French estate on Saint Helena island

The French domains of Saint Helena (Domaines français de Sainte-Hélène, /fr/) is an estate of 14 ha (35 acres or 0.14 km^{2}), in three separate parts, on the island of Saint Helena within the British Overseas Territory of Saint Helena, Ascension and Tristan da Cunha.

The three properties are owned by the Government of France via the Ministry of Foreign Affairs, and are administered by non-profit company, Saint Helena Napoleonic Heritage Ltd, which undertakes their management and maintenance. These consist of:

- Longwood House
- The small pavilion Briars
- Valley of the Tomb

These places are connected with the exile of Napoleon in Saint Helena.

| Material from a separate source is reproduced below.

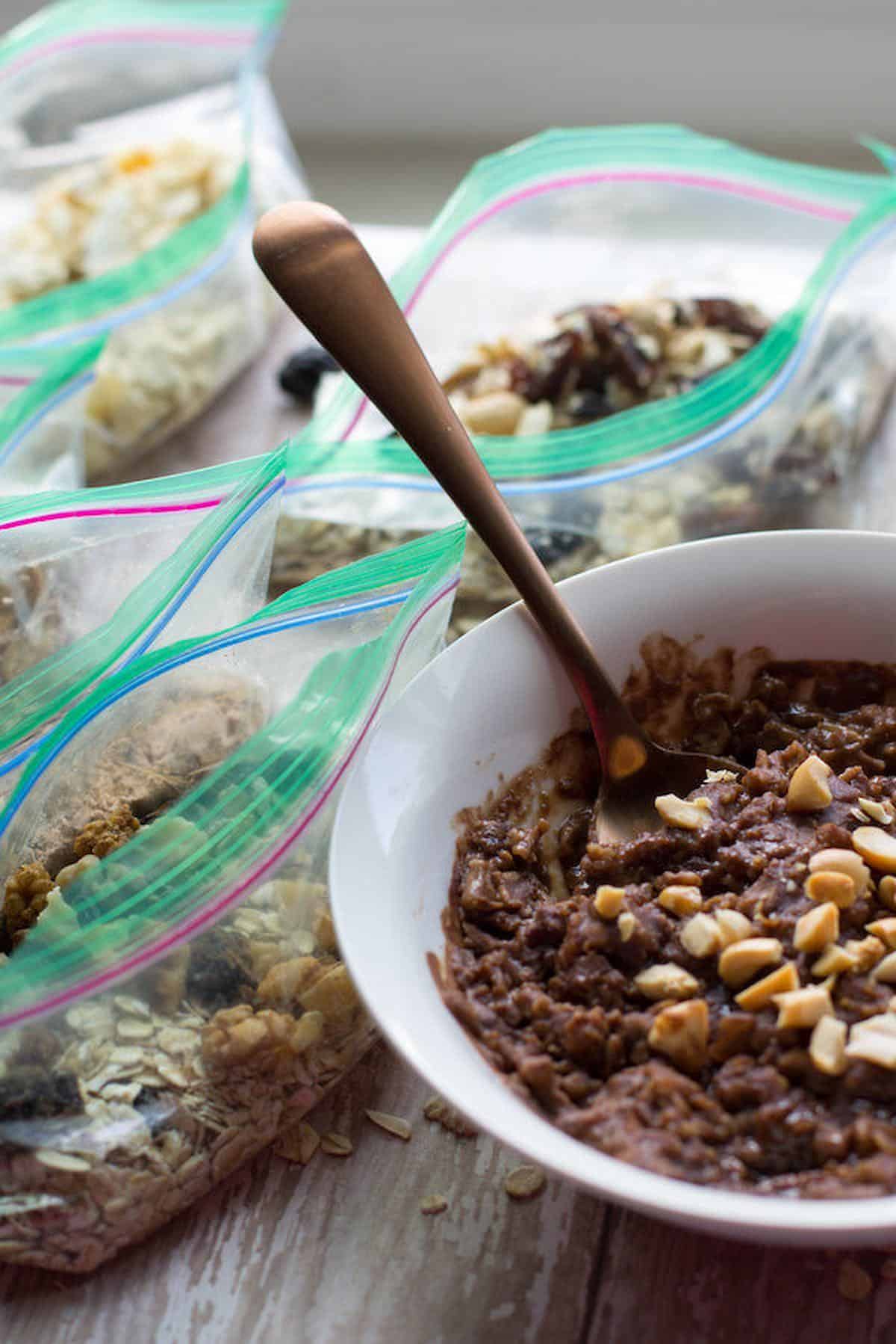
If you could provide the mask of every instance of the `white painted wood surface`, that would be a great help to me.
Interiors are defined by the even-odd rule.
[[[266,359],[148,474],[242,457],[301,417]],[[854,520],[891,530],[891,414]],[[86,1277],[0,1270],[0,1339],[39,1344],[896,1344],[896,1282],[858,1257],[876,1292],[849,1302],[840,1257],[724,1243],[666,1228],[549,1180],[523,1204],[502,1189],[514,1156],[424,1121],[429,1090],[386,1047],[310,1117],[349,1133],[348,1159],[308,1168],[262,1154],[192,1211]],[[404,1116],[404,1144],[365,1107]],[[419,1202],[442,1193],[447,1210]],[[896,1235],[895,1235],[896,1241]]]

They house a museum and displays on the life of the Emperor. Buildings have been restored as closely as possible to the state that they had in the Napoleonic period. They receive about 6,000 visitors annually. The Fondation Napoléon has supported the preservation of the sites, notably contributing to a €2.2 million restoration programme between 2010 and 2014.

From 2004, the French estate in Saint Helena was administratively under the representation of the consulate of France in Cape Town. They are run locally by a curator who is also honorary consul of France, since 1987 this has been Michel Dancoisne-Martineau.

A non-profit company, Saint Helena Napoleonic Heritage Ltd, was established in October 2015 to manage the French Domains of St Helena, created by the French Ministry of Foreign Affairs, the St Helena Government, and the Fondation Napoléon. The French State retains ownership of the properties and artworks.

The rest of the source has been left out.